Trump: I’ll say…HEY, what time is it? Fox and Friends is on.”

“I have long said that I may release Financial Statements. It is a very IMPRESSIVE Statement.”—Trump tweet, Sept. 28, 2020. [Now, if we just knew what he meant…]

“I know nothing about QAnon. I know very little. “You told me but what you tell me doesn’t necessarily make it fact. I just don’t know about QAnon.”—Donald Trump, when asked by Thursday’s Town Hall hostess Savannah Guthrie to disavow QAnon.

“You do know.”—Guthrie.

“I don’t know.”—Trump. [That went well for Trump, who has welcomed endorsements from QAnon.]
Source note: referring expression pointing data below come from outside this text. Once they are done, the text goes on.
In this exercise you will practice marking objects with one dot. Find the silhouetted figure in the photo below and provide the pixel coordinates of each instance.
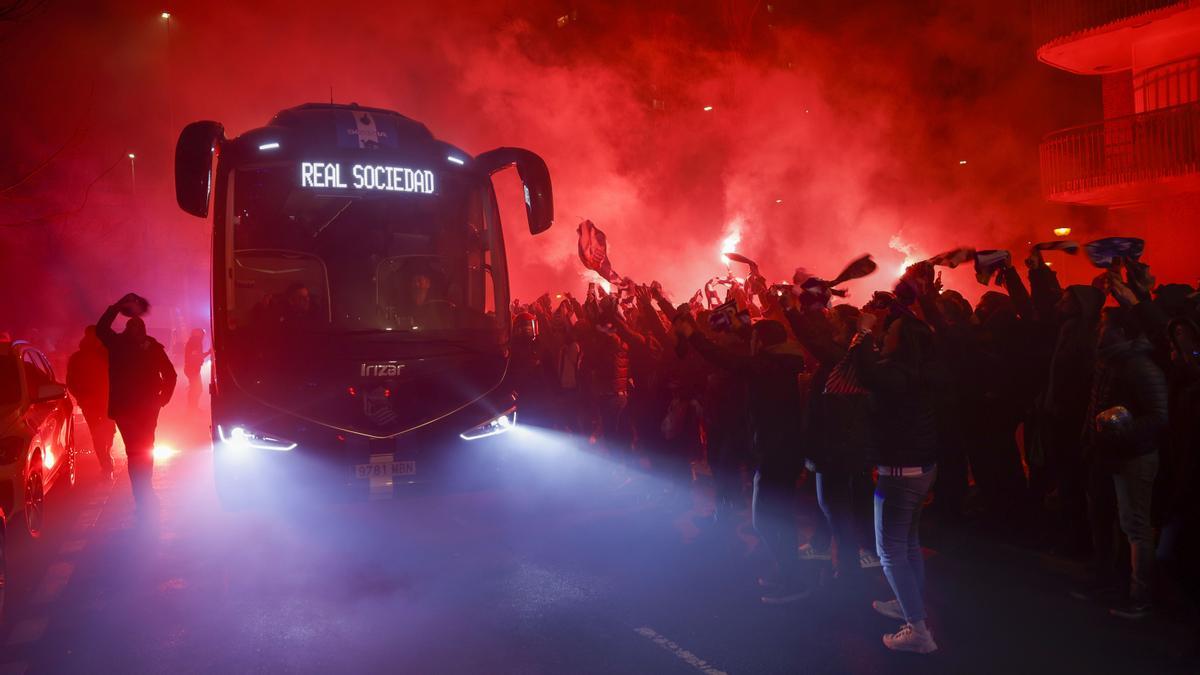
(141, 381)
(193, 360)
(88, 382)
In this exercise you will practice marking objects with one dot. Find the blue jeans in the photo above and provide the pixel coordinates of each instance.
(898, 505)
(773, 514)
(839, 497)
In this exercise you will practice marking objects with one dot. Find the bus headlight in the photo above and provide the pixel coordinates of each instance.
(493, 426)
(241, 438)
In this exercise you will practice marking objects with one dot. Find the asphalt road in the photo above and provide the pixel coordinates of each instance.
(569, 563)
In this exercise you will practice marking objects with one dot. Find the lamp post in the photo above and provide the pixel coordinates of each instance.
(133, 175)
(171, 112)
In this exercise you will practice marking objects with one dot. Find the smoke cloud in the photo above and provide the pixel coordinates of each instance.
(811, 132)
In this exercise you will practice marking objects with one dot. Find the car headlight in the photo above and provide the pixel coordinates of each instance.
(493, 426)
(241, 438)
(11, 448)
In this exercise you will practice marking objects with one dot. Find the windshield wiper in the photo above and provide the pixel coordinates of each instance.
(330, 221)
(417, 338)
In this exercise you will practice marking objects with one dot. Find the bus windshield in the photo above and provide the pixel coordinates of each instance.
(407, 266)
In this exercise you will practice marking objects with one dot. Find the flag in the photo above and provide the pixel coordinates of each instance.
(594, 251)
(858, 268)
(1103, 251)
(989, 263)
(954, 257)
(1066, 246)
(711, 294)
(745, 261)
“You go to places like The Villages [retirement community] and mostly they’re going to vote for Biden. That additional 10 to 20% may be enough for Biden to win the I-4 corridor (Interstate 4, the highway that cuts across Florida from Tampa Bay to Daytona Beach, could just as easily be called “The Road to the White House”). You win the I-4 corridor, you win Florida. You win Florida, effectively Biden has won the election.”—Charles Zelden, professor of history and politics at Nova Southeastern University.

“They’re turned off by him (Trump). They’re concerned for their Medicare, their social security, of course. But they can’t stand the hate, the vitriol. They’re considering Biden because of the way Trump behaves.”—Chris Stanley, president of the Democratic Club of the Villages.
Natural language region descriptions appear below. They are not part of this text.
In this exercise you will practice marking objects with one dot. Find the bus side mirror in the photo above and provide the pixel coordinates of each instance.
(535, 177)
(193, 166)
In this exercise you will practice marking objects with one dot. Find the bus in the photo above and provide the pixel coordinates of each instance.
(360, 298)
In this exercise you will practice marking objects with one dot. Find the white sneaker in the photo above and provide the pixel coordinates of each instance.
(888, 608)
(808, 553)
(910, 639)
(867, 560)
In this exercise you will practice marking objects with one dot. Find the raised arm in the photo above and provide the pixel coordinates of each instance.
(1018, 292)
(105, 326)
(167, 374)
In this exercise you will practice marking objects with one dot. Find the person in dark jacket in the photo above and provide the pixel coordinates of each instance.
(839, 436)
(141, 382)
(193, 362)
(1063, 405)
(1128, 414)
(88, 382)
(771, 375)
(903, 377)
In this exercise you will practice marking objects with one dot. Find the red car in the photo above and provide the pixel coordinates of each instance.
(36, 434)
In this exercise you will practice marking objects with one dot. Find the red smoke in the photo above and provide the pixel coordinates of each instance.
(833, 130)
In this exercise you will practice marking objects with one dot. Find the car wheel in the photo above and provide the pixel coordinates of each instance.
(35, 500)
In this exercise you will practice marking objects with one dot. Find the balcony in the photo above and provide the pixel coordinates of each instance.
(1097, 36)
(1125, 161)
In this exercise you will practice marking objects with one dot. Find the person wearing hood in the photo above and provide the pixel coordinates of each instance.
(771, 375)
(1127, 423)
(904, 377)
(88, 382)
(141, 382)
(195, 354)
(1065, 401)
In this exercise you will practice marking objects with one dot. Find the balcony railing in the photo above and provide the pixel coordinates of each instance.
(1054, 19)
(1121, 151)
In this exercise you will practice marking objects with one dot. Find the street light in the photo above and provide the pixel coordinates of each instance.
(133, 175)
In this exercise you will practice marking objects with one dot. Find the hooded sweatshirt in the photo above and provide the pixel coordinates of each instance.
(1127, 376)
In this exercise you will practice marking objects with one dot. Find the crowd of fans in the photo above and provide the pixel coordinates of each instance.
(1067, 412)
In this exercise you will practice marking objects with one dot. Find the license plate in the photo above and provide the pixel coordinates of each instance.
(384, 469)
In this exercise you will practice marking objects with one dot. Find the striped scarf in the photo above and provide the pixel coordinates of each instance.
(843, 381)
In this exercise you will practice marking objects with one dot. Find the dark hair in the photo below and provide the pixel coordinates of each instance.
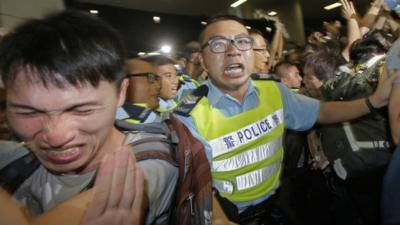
(375, 42)
(68, 47)
(217, 18)
(324, 64)
(159, 60)
(282, 65)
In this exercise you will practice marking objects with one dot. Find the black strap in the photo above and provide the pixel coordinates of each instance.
(137, 112)
(15, 173)
(187, 104)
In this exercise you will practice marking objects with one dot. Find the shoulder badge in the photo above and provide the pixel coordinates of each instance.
(186, 105)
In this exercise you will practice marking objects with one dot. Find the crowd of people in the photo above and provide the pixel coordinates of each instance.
(260, 134)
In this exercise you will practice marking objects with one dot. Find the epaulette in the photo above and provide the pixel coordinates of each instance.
(265, 76)
(186, 105)
(185, 78)
(137, 112)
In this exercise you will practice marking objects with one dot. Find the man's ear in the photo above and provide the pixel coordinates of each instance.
(122, 92)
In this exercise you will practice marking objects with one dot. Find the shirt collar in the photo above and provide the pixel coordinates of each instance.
(215, 94)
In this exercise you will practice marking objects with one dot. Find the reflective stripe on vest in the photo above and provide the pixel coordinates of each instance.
(247, 147)
(246, 158)
(236, 139)
(357, 145)
(247, 180)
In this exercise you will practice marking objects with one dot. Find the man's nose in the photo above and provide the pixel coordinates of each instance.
(232, 50)
(57, 131)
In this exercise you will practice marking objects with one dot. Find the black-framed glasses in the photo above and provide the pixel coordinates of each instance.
(221, 44)
(261, 50)
(151, 77)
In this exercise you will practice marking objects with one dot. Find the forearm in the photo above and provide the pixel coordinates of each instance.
(380, 23)
(394, 113)
(335, 112)
(393, 24)
(353, 34)
(369, 20)
(276, 43)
“If you’re not hiring me because I’m a conservative, shame on you. If there’s a civil war, then don’t forget who has all the guns.”—Actor Scott Baio, a Trump supporter.
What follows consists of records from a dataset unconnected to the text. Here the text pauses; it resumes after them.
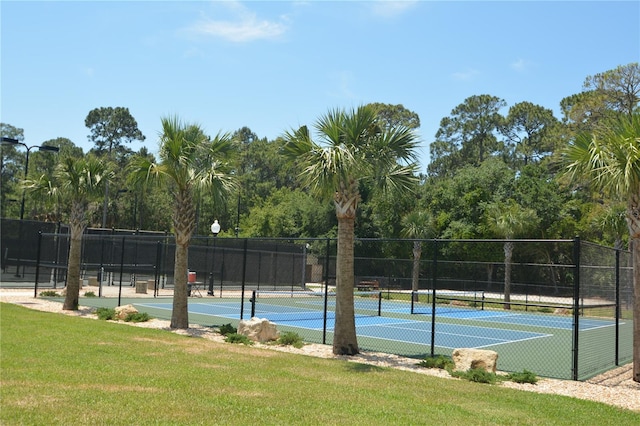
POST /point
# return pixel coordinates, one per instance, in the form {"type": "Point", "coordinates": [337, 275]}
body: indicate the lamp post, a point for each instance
{"type": "Point", "coordinates": [215, 229]}
{"type": "Point", "coordinates": [12, 141]}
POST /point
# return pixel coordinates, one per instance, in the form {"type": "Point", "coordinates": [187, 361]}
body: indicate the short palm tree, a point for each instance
{"type": "Point", "coordinates": [352, 147]}
{"type": "Point", "coordinates": [189, 164]}
{"type": "Point", "coordinates": [76, 182]}
{"type": "Point", "coordinates": [417, 225]}
{"type": "Point", "coordinates": [609, 158]}
{"type": "Point", "coordinates": [509, 220]}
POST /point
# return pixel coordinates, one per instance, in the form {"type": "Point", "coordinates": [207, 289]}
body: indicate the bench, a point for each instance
{"type": "Point", "coordinates": [368, 285]}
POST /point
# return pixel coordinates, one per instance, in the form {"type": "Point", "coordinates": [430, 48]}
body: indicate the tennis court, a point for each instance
{"type": "Point", "coordinates": [522, 339]}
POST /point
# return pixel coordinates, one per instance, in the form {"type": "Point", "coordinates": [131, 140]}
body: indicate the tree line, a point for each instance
{"type": "Point", "coordinates": [354, 173]}
{"type": "Point", "coordinates": [486, 155]}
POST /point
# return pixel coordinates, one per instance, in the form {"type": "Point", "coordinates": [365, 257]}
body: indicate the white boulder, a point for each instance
{"type": "Point", "coordinates": [258, 330]}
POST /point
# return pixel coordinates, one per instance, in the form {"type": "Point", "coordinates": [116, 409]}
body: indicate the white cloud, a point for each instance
{"type": "Point", "coordinates": [342, 81]}
{"type": "Point", "coordinates": [244, 26]}
{"type": "Point", "coordinates": [392, 8]}
{"type": "Point", "coordinates": [519, 65]}
{"type": "Point", "coordinates": [465, 75]}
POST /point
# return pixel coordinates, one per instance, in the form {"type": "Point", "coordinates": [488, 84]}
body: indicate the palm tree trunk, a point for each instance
{"type": "Point", "coordinates": [183, 224]}
{"type": "Point", "coordinates": [76, 225]}
{"type": "Point", "coordinates": [180, 312]}
{"type": "Point", "coordinates": [508, 254]}
{"type": "Point", "coordinates": [344, 338]}
{"type": "Point", "coordinates": [633, 220]}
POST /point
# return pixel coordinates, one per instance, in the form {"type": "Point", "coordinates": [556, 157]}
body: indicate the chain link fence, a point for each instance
{"type": "Point", "coordinates": [560, 308]}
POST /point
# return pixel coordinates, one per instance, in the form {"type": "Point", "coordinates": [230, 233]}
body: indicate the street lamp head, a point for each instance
{"type": "Point", "coordinates": [215, 228]}
{"type": "Point", "coordinates": [11, 141]}
{"type": "Point", "coordinates": [48, 148]}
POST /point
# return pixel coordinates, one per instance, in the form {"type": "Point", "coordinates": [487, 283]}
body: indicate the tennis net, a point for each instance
{"type": "Point", "coordinates": [422, 301]}
{"type": "Point", "coordinates": [280, 306]}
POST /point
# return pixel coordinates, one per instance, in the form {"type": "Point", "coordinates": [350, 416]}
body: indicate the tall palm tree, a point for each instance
{"type": "Point", "coordinates": [352, 147]}
{"type": "Point", "coordinates": [509, 221]}
{"type": "Point", "coordinates": [189, 164]}
{"type": "Point", "coordinates": [76, 182]}
{"type": "Point", "coordinates": [609, 158]}
{"type": "Point", "coordinates": [418, 225]}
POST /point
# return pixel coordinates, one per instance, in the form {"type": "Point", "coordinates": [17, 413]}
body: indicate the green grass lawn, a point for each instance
{"type": "Point", "coordinates": [57, 369]}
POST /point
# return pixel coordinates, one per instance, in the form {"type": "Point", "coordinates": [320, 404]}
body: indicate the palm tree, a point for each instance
{"type": "Point", "coordinates": [418, 225]}
{"type": "Point", "coordinates": [509, 221]}
{"type": "Point", "coordinates": [189, 164]}
{"type": "Point", "coordinates": [352, 148]}
{"type": "Point", "coordinates": [609, 158]}
{"type": "Point", "coordinates": [76, 182]}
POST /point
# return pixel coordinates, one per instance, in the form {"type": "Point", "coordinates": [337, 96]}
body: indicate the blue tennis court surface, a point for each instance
{"type": "Point", "coordinates": [387, 328]}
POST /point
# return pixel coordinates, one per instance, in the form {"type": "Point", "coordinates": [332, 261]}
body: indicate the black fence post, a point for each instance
{"type": "Point", "coordinates": [253, 303]}
{"type": "Point", "coordinates": [576, 305]}
{"type": "Point", "coordinates": [244, 276]}
{"type": "Point", "coordinates": [35, 287]}
{"type": "Point", "coordinates": [433, 297]}
{"type": "Point", "coordinates": [326, 292]}
{"type": "Point", "coordinates": [121, 271]}
{"type": "Point", "coordinates": [618, 307]}
{"type": "Point", "coordinates": [157, 266]}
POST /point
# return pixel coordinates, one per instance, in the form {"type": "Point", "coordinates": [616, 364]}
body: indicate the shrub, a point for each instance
{"type": "Point", "coordinates": [523, 377]}
{"type": "Point", "coordinates": [137, 317]}
{"type": "Point", "coordinates": [227, 329]}
{"type": "Point", "coordinates": [477, 375]}
{"type": "Point", "coordinates": [238, 338]}
{"type": "Point", "coordinates": [441, 361]}
{"type": "Point", "coordinates": [106, 313]}
{"type": "Point", "coordinates": [290, 338]}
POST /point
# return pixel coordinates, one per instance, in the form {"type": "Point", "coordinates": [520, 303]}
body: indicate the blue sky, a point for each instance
{"type": "Point", "coordinates": [273, 66]}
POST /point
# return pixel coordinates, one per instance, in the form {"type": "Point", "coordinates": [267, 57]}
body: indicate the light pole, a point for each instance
{"type": "Point", "coordinates": [215, 229]}
{"type": "Point", "coordinates": [11, 141]}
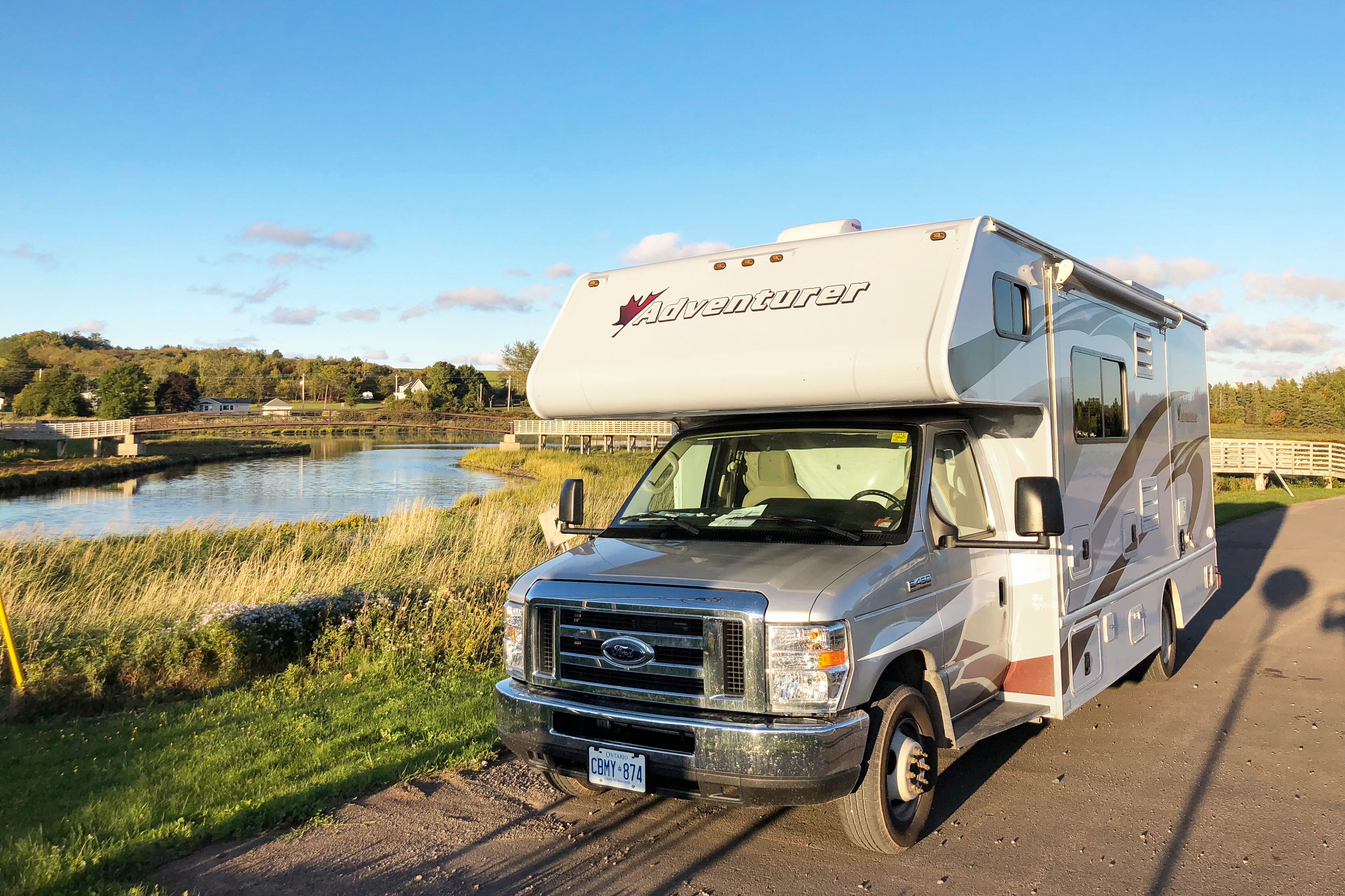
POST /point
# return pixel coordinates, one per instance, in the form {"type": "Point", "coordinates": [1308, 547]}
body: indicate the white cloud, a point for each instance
{"type": "Point", "coordinates": [298, 317]}
{"type": "Point", "coordinates": [1157, 274]}
{"type": "Point", "coordinates": [481, 358]}
{"type": "Point", "coordinates": [1293, 286]}
{"type": "Point", "coordinates": [302, 237]}
{"type": "Point", "coordinates": [29, 253]}
{"type": "Point", "coordinates": [493, 299]}
{"type": "Point", "coordinates": [1290, 335]}
{"type": "Point", "coordinates": [665, 247]}
{"type": "Point", "coordinates": [1210, 302]}
{"type": "Point", "coordinates": [361, 314]}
“If that’s the case, I’m very disappointed. I think it’s a terrible thing, and I will say it to [Barr’s] face.”—Trump, to Rush Limbaugh, in criticizing his Department of Justice investigation which found…um, no evidence to support no criminal charges against Hillary, Barack Obama or Joe Biden. [Hmm. The “no collusion” shoe is on the other foot, right Donnie?]

“I don’t know what’s going on out there, but I can tell you there’s a lot of money being raised in this campaign. I’d like to know where the hell some of it is coming from,”—Lindsey Graham, whining about opponent Jaime Harrison’s fundraising success. [A better question: why are so many supporting your opponent, Trump Toady Boy?]

NOT A TRUMP QUOTE, but it should be (with apologies to Cavin & Hobbes):

Trump: What do you think is the secret to happiness? Is it money, power or fame?”
Mitch McConnell: “I’d choose money. If you have enough money, you can buy fame and power. That way you have it all and be really happy. Happiness is being famous for your financial ability to indulge in every kind of excess.”
William Barr: I suppose that’s one way to define it.”
Trump: The part I think I’d like best is crushing people who get in my way.”